„Das Wirtshaus ist eine Institution mit langer Tradition in Bayern. Es ist Teil unserer gelebten bayerischen Kultur. Es ist ein Ort der Begegnung, des Austausches und auch der Unterhaltung, es übernimmt viele wichtige soziale Funktionen“, so Ulrich N. Brandl, Präsident des Bayerischen Hotel- und Gaststättenverbandes DEHOGA Bayern, im Rahmen eines Pressegespräches im unterfränkischen Handthal. Mit ihm diskutierten zum Thema Genuss mit Geschichte? Die Wirtshauskultur in Bayern im Wandel der unterfränkische Bezirksvorsitzende Michael Berghammer, Kreisvorsitzender Edmund Beck, die bayerische Landtagsabgeordnete und tourismuspolitische Sprecherin der SPD-Landtagsfraktion Martina Fehlner, Theilheims Bürgermeister Hubert Henig sowie Gastronom Thomas Sauerbrey vom Brunnenhof in Handthal.

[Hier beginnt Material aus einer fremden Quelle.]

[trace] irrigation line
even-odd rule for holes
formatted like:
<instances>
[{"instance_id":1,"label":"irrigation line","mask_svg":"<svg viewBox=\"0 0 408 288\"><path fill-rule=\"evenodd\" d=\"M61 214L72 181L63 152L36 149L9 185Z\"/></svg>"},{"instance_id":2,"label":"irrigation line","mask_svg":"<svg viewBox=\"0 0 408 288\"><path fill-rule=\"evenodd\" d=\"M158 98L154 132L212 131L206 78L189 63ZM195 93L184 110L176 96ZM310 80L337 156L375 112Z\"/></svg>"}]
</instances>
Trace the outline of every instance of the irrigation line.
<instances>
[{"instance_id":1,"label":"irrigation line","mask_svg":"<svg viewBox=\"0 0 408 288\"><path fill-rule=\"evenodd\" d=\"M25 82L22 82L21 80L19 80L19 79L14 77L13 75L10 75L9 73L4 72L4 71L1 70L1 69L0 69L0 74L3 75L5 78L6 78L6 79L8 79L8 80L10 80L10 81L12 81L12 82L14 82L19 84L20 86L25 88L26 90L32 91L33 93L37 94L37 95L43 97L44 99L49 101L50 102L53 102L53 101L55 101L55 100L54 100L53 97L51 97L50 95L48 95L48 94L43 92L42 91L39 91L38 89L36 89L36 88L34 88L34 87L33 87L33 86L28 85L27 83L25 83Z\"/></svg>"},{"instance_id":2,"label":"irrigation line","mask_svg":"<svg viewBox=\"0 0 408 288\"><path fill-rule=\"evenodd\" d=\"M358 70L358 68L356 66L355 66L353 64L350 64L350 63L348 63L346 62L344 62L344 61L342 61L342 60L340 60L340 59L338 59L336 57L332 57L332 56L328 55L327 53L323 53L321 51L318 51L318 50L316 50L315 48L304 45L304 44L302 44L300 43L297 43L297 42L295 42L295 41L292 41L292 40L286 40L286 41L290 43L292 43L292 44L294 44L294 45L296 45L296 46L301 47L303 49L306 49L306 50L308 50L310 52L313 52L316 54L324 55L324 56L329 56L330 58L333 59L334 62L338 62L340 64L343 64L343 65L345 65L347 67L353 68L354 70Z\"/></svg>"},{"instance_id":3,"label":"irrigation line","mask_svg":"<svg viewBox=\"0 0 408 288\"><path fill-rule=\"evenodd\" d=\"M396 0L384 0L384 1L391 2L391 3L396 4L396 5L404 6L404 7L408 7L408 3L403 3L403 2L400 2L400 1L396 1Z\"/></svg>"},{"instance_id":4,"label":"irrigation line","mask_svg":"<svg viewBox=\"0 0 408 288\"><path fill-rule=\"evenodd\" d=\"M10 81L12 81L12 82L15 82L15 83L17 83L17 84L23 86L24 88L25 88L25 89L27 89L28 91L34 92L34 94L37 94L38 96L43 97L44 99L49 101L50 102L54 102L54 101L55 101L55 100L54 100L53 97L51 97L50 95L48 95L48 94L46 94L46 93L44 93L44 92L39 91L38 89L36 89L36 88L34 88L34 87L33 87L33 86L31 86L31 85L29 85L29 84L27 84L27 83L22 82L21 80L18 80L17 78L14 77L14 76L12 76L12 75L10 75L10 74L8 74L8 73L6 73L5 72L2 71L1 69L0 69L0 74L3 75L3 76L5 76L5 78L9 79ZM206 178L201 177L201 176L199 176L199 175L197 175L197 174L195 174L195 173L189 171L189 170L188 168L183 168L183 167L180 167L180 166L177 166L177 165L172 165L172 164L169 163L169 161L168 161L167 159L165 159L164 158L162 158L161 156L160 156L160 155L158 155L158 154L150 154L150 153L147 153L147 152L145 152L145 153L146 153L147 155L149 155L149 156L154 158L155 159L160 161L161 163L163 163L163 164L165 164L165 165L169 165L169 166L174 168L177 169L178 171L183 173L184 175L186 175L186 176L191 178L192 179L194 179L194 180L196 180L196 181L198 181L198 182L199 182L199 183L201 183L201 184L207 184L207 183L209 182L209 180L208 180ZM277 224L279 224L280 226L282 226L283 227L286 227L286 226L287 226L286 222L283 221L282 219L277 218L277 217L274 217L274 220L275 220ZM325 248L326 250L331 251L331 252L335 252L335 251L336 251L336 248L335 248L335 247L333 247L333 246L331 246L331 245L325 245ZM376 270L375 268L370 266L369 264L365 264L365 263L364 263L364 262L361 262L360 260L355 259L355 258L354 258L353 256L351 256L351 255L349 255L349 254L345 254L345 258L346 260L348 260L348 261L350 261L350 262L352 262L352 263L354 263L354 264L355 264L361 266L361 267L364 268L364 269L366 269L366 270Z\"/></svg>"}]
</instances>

Doch diese Wirtshaustradition scheint seit vielen Jahren mehr und mehr an Bedeutung zu verlieren. Laut einer aktuellen Studie der Katholischen Universität Eichstätt-Ingolstadt haben viele Wirtshäuser auf dem flachen Land in den letzten Jahren ihre Türen geschlossen. „Wo die Wirtschaft stirbt, stirbt der Ort“, so die Kernthese. Zu einem ähnlichen Ergebnis kommt der jüngst vorgelegte Betriebsvergleich des Deutschen Wirtschaftswissenschaftlichen Instituts für Fremdenverkehr an der Universität München (dwif): „Zu massiven Bereinigungen kam es erneut bei Gasthöfen und Schankwirtschaften (…). Da dieser Betriebstyp für die gastronomische Grundversorgung von großer Bedeutung ist, gibt diese Entwicklung mit Blick auf eine geringere Versorgungsdichte strukturpolitisch zu denken.“
„Wir wollen die vielen positive Beispiele unterstützen und hervorheben um anderen Mut zu machen“, betonte Brandl. Getreu dem Motto „Wo Wirtshäuser leben können, hat auch der ländliche Raum eine Chance!“ erarbeiteten die Teilnehmer Antworten auf Fragen, wie „Kann und soll dagegen etwas unternommen werden?“ oder „Wie stemmt man sich gegen den negativen Trend?“. Die Verwendung regionaler Produkte im saisonalen Wechsel, das Erschließen von zusätzlichen Absatzmärkten durch Catering, die Zusammenarbeit mit Vereinen, die mittägliche Verpflegung von Kindergarten- und Schulkindern oder das konsequente Ausrichten an den Bedürfnissen der jeweiligen Zielgruppe sind dabei nur einige Aspekte, die seitens der Wirte umgesetzt werden können.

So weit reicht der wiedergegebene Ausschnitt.